Scientists have discovered genes associated with the development of three rare diseases through large-scale genetic analysis. It is expected that rapid diagnosis through genetic testing will be possible for these diseases whose causes were unknown.
A research team led by Professor Ernest Tooro of Icahn Medical School at Mount Sinai in the US analyzed the genes of 77,539 people and published the results of a study that newly identified the causative genes of three rare diseases, primary lymphedema, thoracic aortic aneurysm, and congenital hearing loss, in an international journal on the 16th (local time). It was published in Nature Medicine.
Primary lymphedema is widespread body swelling. It is different from edema caused by trauma or surgery, and it mainly occurs in young women or girls. A thoracic aortic aneurysm is a condition that occurs in the chest when the diameter of the aorta increases to 1.5 times or more. In congenital hearing loss, which causes abnormalities in auditory function, there is no gurgling sound at around 6 weeks of age, and symptoms of not babbling even following 3 months of age appear. Previously, these diseases were presumed to be caused by genetic causes, but the exact causative gene has not been identified.
The research team analyzed the data of 77,539 people who participated in the UK’s ‘100,000 Genome Project’, which constitutes large-scale genome big data, to find the causative genes of these diseases. The Bayesian inference method was used to find the association between vast genetic data and rare diseases. After constructing a virtual model of disease onset, genetic information is added step by step to review the possibility of the virtual model becoming a reality.
Through this analysis, the research team newly discovered 19 genes that are presumed to be related to rare diseases. In order to determine whether these genes are related to a specific rare disease, previous clinical cases and previous studies were reviewed and experiments were conducted to prove a causal relationship.

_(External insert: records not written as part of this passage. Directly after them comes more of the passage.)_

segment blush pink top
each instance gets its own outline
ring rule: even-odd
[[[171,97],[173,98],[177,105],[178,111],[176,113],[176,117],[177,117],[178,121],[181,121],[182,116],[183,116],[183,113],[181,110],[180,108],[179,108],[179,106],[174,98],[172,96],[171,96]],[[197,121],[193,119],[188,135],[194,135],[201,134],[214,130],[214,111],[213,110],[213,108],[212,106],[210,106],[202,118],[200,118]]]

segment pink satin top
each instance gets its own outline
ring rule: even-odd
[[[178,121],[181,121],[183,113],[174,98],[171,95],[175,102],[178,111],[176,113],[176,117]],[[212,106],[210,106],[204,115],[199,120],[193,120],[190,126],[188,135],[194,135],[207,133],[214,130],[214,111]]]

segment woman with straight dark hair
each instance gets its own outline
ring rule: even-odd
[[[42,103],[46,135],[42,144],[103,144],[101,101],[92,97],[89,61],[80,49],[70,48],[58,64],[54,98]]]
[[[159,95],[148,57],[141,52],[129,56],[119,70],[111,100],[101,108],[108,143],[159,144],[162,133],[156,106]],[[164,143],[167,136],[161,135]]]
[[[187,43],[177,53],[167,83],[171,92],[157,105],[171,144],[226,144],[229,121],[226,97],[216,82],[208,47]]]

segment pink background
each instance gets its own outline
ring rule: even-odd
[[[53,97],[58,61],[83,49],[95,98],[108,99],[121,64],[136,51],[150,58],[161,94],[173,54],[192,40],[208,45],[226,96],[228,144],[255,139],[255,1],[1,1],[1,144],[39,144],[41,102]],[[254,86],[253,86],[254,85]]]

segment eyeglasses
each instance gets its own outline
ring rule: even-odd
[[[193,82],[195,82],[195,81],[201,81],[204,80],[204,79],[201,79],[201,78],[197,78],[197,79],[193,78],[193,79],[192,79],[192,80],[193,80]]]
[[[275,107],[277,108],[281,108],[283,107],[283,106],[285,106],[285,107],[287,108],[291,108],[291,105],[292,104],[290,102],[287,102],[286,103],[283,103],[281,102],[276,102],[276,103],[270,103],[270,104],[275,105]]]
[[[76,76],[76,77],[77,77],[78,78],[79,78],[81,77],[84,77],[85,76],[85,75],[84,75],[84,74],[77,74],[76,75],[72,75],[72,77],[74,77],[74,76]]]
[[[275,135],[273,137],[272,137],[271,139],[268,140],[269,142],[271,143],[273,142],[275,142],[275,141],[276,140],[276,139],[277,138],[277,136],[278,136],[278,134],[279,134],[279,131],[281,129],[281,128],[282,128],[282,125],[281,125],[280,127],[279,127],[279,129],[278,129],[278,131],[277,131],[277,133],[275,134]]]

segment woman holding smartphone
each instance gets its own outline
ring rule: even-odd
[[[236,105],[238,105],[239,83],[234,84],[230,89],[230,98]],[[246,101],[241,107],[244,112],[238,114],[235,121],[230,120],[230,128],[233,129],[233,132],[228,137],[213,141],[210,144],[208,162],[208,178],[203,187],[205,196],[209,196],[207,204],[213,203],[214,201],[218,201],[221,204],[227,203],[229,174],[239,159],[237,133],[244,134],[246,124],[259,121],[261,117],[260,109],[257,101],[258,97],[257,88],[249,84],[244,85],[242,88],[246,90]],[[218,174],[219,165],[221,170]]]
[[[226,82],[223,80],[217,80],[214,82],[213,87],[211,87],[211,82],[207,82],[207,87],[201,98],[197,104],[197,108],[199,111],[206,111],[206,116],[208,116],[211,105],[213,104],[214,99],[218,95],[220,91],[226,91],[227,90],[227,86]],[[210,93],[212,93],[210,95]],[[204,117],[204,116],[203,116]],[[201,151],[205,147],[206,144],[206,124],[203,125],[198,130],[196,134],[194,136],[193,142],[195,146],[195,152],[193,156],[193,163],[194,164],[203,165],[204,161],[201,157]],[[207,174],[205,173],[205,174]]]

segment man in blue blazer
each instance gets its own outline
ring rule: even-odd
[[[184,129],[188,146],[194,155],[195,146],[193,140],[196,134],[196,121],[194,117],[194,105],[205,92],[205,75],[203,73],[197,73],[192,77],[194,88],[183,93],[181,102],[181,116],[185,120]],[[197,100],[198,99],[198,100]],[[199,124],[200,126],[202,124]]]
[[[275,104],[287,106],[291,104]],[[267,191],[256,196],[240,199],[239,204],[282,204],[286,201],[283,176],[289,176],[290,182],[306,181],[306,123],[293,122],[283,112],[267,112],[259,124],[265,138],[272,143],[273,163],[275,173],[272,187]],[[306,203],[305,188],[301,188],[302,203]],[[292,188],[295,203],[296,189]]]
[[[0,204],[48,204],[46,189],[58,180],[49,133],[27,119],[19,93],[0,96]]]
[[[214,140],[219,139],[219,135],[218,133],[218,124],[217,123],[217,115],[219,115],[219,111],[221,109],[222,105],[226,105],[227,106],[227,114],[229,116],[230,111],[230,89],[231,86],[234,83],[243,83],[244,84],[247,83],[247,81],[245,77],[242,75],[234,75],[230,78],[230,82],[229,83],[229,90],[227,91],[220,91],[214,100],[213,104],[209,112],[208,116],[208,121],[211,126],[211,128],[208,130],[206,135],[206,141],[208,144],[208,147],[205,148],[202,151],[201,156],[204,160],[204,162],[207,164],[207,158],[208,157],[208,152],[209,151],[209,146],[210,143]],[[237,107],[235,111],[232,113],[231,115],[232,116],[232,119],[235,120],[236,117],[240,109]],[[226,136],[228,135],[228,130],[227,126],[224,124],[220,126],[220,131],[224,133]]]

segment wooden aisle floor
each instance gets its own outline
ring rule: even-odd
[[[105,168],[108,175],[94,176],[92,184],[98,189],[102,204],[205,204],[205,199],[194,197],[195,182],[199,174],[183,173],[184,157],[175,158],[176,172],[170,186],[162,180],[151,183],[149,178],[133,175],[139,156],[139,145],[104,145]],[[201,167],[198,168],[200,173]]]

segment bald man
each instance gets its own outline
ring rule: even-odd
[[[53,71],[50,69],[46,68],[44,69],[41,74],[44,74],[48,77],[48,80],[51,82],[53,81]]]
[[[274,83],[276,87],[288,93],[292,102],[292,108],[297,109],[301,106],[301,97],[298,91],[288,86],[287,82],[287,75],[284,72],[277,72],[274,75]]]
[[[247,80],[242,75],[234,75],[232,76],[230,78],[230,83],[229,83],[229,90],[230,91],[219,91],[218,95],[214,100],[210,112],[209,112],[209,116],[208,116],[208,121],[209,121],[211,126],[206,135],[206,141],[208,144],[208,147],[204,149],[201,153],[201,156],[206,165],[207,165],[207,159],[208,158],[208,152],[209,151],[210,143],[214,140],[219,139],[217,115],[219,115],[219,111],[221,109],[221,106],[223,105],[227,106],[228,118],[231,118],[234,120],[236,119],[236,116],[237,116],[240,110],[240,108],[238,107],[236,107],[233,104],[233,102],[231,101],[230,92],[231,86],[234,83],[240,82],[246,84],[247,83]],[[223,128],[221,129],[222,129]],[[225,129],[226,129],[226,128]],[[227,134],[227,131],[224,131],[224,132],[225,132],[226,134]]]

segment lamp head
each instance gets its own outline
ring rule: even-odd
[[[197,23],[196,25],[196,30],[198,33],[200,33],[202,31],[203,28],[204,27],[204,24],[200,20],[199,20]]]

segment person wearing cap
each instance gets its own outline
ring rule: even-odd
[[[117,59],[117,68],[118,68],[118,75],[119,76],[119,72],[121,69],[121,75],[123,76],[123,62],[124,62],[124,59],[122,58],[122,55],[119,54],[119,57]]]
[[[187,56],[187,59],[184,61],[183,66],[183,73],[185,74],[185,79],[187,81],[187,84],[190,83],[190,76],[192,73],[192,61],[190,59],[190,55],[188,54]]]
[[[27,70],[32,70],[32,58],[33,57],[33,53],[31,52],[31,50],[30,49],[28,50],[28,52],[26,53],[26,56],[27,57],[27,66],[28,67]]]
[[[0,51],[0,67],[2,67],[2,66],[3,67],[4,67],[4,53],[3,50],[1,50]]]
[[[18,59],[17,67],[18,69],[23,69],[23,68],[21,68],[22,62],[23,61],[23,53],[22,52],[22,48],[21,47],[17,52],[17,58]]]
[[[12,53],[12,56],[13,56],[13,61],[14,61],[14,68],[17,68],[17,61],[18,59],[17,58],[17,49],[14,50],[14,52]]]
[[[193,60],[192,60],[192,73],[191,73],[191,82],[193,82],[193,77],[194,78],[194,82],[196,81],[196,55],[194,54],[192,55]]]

As a result, it was found that the development of primary lymphedema was related to the loss of function of a gene called ‘ERG’. This gene was associated with changes in red blood cells. The occurrence of thoracic aortic aneurysm was confirmed to be related to the gene ‘PMEPA1’, which stimulates the growth of normal cells, and the occurrence of congenital hearing loss to the gene ‘GPR156’, which causes mutations in the normal function of each body organ.
Professor Turo, who led the study, said, “This study is expected to enable genetic diagnosis of rare diseases whose causes have not been explained before.” “he said.